Arrêt n° 711 du 24 juin 2020 (20-40.001) - Cour de Cassation - Chambre sociale - ECLI:FR:CCAS:2020:SO00711

Non-lieu à renvoi

Demandeur(s) : syndicat CGT ANEF Vallée du Rhône

Défendeur(s) : association ANEF Vallée du Rhône


Faits et procédure

1. Pour mettre en place le comité social et économique (CSE), l’association ANEF (l’association) a invité les organisations syndicales représentatives à négocier un accord fixant le nombre et le périmètre des établissements distincts. L’association, ayant constaté l’absence d’accord, a notifié aux organisations syndicales le 16 septembre 2019 sa décision de mise en place d’un CSE unique d’entreprise. Le 29 septembre 2019, le syndicat CGT de l’ANEF Vallée du Rhône (le syndicat) a contesté cette décision auprès du directeur régional des entreprises, de la concurrence, de la consommation, du travail et de l’emploi. Par décision du 22 novembre 2019, le directeur régional a validé l’existence d’un établissement unique retenue par l’association.

2. Ayant saisi le tribunal d’instance, le syndicat a soulevé une question prioritaire de constitutionnalité.

Enoncé de la question prioritaire de constitutionnalité

3. Par jugement du 26 décembre 2019, le tribunal d’instance a transmis une question prioritaire de constitutionnalité ainsi rédigée :

«  L’article L. 2313-5 du Code du travail tel qu’interprété par la Cour de cassation, en ce qu’il donne compétence au juge judiciaire d’examiner l’ensemble des questions relatives à la légalité, externe ou interne d’une décision administrative, ne viole-t-il pas le principe de dualité des juridictions, et partant la Constitution du 4 octobre 1958 ? »

Examen de la question prioritaire de constitutionnalité

4. La disposition contestée est applicable au litige, qui concerne la contestation de la décision du directeur régional des entreprises, de la concurrence, de la consommation, du travail et de l’emploi fixant le nombre et le périmètre des établissements distincts au sein de l’association. 5. Elle n’a pas déjà été déclarée conforme à la Constitution dans les motifs et le dispositif d’une décision du Conseil constitutionnel.

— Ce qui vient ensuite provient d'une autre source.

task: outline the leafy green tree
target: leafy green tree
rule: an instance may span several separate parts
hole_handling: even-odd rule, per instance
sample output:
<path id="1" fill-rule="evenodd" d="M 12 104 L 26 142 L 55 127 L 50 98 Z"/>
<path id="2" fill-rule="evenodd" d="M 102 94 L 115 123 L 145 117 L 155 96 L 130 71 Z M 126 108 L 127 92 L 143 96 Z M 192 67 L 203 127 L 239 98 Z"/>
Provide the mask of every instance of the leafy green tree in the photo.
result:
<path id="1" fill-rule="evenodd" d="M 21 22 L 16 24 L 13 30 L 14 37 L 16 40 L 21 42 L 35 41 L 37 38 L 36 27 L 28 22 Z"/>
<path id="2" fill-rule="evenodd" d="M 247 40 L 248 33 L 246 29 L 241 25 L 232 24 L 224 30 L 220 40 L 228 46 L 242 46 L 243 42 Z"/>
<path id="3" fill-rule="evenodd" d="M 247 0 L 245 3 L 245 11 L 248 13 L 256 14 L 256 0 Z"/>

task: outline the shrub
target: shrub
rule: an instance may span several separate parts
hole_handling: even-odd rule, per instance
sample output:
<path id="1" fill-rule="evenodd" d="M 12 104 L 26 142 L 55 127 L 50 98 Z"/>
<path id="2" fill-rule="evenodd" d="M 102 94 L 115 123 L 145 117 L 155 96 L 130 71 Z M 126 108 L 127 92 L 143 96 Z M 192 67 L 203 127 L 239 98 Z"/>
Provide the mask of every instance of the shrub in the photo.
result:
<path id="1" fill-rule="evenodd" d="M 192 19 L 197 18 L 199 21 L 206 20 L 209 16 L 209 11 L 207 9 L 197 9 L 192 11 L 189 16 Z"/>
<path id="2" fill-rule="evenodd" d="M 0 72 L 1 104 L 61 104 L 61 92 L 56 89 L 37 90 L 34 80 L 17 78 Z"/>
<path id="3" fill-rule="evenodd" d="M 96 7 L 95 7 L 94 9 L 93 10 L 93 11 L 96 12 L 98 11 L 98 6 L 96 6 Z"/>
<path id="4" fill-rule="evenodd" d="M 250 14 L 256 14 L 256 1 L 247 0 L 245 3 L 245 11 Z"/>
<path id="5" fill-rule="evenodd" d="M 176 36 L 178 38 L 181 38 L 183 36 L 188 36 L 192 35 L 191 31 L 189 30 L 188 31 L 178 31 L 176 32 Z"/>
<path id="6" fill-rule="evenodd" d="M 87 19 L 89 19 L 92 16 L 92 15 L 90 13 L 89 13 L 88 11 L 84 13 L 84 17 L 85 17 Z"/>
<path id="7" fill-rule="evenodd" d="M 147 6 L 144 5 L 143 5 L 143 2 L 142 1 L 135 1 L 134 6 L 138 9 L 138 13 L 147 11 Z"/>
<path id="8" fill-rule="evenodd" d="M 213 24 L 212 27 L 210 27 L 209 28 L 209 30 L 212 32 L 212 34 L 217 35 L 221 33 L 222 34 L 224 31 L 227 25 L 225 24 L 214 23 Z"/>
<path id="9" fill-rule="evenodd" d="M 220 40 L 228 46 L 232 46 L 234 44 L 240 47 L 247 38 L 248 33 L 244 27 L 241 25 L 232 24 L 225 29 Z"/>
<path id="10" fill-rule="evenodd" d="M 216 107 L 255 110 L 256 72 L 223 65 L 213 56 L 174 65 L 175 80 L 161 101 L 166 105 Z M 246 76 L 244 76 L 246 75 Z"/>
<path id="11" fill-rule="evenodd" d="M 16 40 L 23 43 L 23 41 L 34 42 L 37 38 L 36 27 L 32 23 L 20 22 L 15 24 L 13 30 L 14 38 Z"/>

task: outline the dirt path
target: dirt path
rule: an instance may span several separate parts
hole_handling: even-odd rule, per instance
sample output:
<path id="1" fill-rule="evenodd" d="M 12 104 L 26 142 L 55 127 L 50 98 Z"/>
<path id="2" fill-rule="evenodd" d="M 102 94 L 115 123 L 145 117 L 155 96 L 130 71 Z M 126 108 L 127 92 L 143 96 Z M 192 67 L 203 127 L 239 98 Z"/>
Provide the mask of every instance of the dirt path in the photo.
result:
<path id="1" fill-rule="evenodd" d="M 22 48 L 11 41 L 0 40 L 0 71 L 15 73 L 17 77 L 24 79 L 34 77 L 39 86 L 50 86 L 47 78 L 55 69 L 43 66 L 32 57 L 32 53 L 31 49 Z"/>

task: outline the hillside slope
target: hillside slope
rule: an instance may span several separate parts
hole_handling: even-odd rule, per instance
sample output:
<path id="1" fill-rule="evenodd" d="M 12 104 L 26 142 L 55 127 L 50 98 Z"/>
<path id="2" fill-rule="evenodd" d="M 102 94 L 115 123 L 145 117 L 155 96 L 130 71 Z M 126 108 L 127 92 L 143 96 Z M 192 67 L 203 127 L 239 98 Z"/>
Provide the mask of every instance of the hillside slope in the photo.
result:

6. Cependant, d’une part, la question posée, ne portant pas sur l’interprétation d’une disposition constitutionnelle dont le Conseil constitutionnel n’aurait pas encore eu l’occasion de faire application, n’est pas nouvelle.

7. D’autre part, la question posée ne présente pas un caractère sérieux.

8. Conformément à la conception française de la séparation des pouvoirs, figure au nombre des « principes fondamentaux reconnus par les lois de la République » celui selon lequel, à l’exception des matières réservées par nature à l’autorité judiciaire, relève en dernier ressort de la compétence de la juridiction administrative l’annulation ou la réformation des décisions prises, dans l’exercice des prérogatives de puissance publique, par les autorités exerçant le pouvoir exécutif, leurs agents, les collectivités territoriales de la République ou les organismes publics placés sous leur autorité ou leur contrôle.

9. Toutefois, dans la mise en oeuvre de ce principe, lorsque l’application d’une législation ou d’une réglementation spécifique pourrait engendrer des contestations contentieuses diverses qui se répartiraient, selon les règles habituelles de compétence, entre la juridiction administrative et la juridiction judiciaire, il est loisible au législateur, dans l’intérêt d’une bonne administration de la justice, d’unifier les règles de compétence juridictionnelle au sein de l’ordre juridictionnel principalement intéressé.

10. A cet égard, confier à l’ordre juridictionnel judiciaire la contestation de la décision du directeur régional des entreprises, de la concurrence, de la consommation, du travail et de l’emploi fixant le nombre et le périmètre des établissements distincts, dès lors que le contentieux des élections professionnelles organisées sur le fondement de cette décision relève de l’ordre juridictionnel judiciaire, principalement intéressé, ne méconnaît pas le principe constitutionnel invoqué.

8. En conséquence, il n’y a pas lieu de la renvoyer au Conseil constitutionnel.

PAR CES MOTIFS, la Cour :

DIT N’Y AVOIR LIEU DE RENVOYER au Conseil constitutionnel la question prioritaire de constitutionnalité.